A stir went through the jury, who came forward as though they had been pulled to a similar position. The foreman, a stout man who owned the most flourishing public-house in Grovetop, looked annoyed; as though he had not been quick enough off the mark to put the question himself. . But he repeated the question.

'I have never heard of it,' Sanders said curtly.

'Don't you read the newspapers, sir?'

'I mean that I have never heard of it scientifically. If you ask me my opinion of it, I can only join Professor Huxdane in calling it balderdash.'

'But-'

'Gentlemen,' interrupted the coroner coldly. 'I am sorry to curtail your natural and commendable wish to weigh matters thoroughly; but I must ask you to confine your questions to points which are relevant to this inquiry. You have heard the medical evidence. Your decision must be based on that and that alone. I do not merely request you to do this, gentlemen; I am afraid I must instruct you to do it.'

Once their spell of silence had been broken, most of die jury were shivering with such repressed eagerness that several of them spoke at once.

'But that's not right,' somebody threw at the coroner.

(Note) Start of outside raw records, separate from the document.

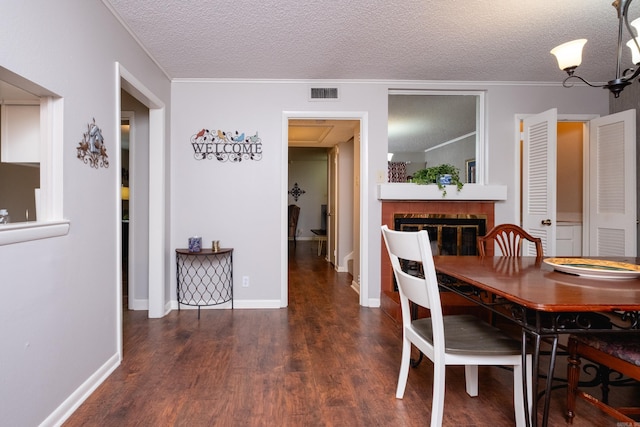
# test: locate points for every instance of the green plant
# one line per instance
(431, 176)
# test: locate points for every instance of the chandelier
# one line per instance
(569, 55)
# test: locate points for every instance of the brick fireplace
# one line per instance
(452, 225)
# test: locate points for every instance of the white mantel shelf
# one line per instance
(411, 191)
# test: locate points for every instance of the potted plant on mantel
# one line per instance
(444, 174)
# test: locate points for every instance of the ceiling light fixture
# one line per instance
(569, 55)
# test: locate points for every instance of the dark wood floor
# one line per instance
(323, 361)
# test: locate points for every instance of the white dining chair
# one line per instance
(447, 340)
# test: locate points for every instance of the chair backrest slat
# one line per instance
(509, 238)
(422, 290)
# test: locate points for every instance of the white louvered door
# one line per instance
(612, 182)
(539, 154)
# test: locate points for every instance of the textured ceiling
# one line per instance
(453, 40)
(476, 40)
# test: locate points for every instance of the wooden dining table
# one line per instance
(544, 302)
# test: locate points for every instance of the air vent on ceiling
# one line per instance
(324, 93)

'Sir, are you presuming to question my conduct of this inquiry?'

'Doctors,' said an obscure, furred voice of contempt. 'Doctors! You take my wife. When she died, the doctor said-'

'I have said, gentlemen, that I mean to have silence; and have silence I will. Is that quite clear?' 'Good Lord, there he is' 'Who?'

'I say, Sally, quick! Here, I’ll hold you up. Getting out of that car.' '

'waow!'

'Blimey, it is too. I seen 'is pitcher. Oi, old cock: wot about killin' my missus?'

'And now, gentlemen, I am afraid I must ask you to direct your attention towards me rather than looking up towards those windows. What lies outside these walls does not, I need scarcely point out, concern us. Thank you, Dr Sanders: the jury have no further questions. They are satisfied -'

'Murderer, that's what he is!'

'Ssss! Boo! Ssss! Boo!'

'Here, I say! Fair play. Give the man a chance. What's he done?' 'What's he done? He's a Nazi, didn't you know that?' ' What are they saying? What is it?' 'Nazi. Great friend of Hitler.'

'Ah. True as gospel. Heard it at the pub last night. Big fat gentleman from London; bald-headed; got a title; said -'

'- that evidence, and only evidence, gentlemen of this jury, must concern us. Dr Sanders being the last witness we are to hear, it now devolves upon me to give you a brief summary of the facts to the end of assisting you in forming your verdict. And I fear, gentlemen, that there is only one verdict you can give me. However, let me put the considerations to you in -'

Sanders tiptoed past the few others in the court, still sitting motionless as dummies in the chairs of the front row. He cast a brief glance at H. M., whose eyes were closed, his arms folded, and his corporation rising and falling gently as though in sleep. Masters, on the alert, never looked away from the coroner. But Dr Sanders's nerves crawled and at the moment he wanted to smoke more than anything else in the world.